‘Biggest Loser’ Winner Ali Vincent Speaks Out, Joins Weight Watchers, After Regaining 112 Pounds
This article has been updated since it was originally published.
Ali Vincent, winner of The Biggest Loser in 2008, announced on T.D. Jakes that she was joining Weight Watchers to get her weight back on track. She also admitted, according to People, that she is still dealing with the emotional aspects of being assaulted.
“The Biggest Loser gave me the opportunity to believe in myself, and I don’t know that I ever really did,” Vincent said on the show. “Everybody wanted me to and I wanted to for them, and I had results to prove it. But do I really deserve to have everything that I dream of? Do I deserve to have this happiness?”
She admitted to the host that she’s the one holding herself back.
“I know that there’s stuff that I have to deal with, and I know that it goes back way far, but then I also know that I’m 41 years old — when am I going to own my own stuff?” she said. “When can I just let go?”
Vincent recently shared, in a very personal interview, the trigger behind her subsequent weight gain: the trauma she experienced after being sexually assaulted during a massage.
“I was getting a massage and I fell asleep, which I often do with massages,” she recalled, tearing up, on an episode of Oprah: Where Are They Now? that aired on Oct. 8. “And I felt so safe in this place. I had no guards up. And I woke up to … I woke up to someone feeling in my vagina. And I was just, like, in shock, like, ‘What is going on?
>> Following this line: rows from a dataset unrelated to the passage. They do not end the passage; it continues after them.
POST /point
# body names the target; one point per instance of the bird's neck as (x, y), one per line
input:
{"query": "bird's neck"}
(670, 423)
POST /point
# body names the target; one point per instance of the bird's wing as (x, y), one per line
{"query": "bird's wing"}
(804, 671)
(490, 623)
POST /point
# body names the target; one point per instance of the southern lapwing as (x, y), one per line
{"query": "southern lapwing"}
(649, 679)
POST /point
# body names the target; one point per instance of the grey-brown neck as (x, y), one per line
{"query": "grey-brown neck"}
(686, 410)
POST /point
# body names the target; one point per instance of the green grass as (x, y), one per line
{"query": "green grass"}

What’s happening?’ And then I just jumped up and ran out. It just hit, and I was just sitting there in a bog … shaking.”
Vincent went on to explain that after the incident she got engaged to her now-wife and kept herself busy with wedding preparations “because I didn’t want to deal with what was coming up for me.” After her wedding, she got caught in a “mindless cycle of eating and drinking.” She soon found herself back at the weight she’d been when she first went on The Biggest Loser and joined Weight Watchers. The assault, Vincent added, remains “something that I’m working on.”
For anyone who has ever had a massage and knows that feeling of letting your guard down completely to find bliss and relaxation, the idea of that moment leading to sexual assault is terrifying. But such incidents are not exactly rare.
“I think it’s more common than people think — not necessarily rape, but inappropriate touching, inappropriate comments,” Ben Benjamin, founder of the Muscular Therapy Institute in Cambridge, Mass., and co-author of the book The Ethics of Touch, tells Yahoo Beauty. “There have been hundreds and hundreds of cases in the past five to 10 years that have occurred that are terrible.” Benjamin adds that while “98 percent of massage therapists are decent, tremendous, good people,” 2 percent of about 300,000 massage therapists in the U.S. “is still a lot of people. And in any population, there are sexual predators.”
To wit, recently reported cases include that of a male massage therapist at a Pennsylvania spa assaulting a woman at the start of a 20-minute treatment; a $5 million lawsuit against a high-end New York City spa where a woman says she was assaulted during her massage; a masseur who was charged with a felony count of sexual penetration during a massage at a Los Angeles gym; and multiple lawsuits against a national chain, Massage Envy Franchising, for several reports of sexual assault. A website dedicated to the issue, Rubbed the Wrong Way, archives details on many more.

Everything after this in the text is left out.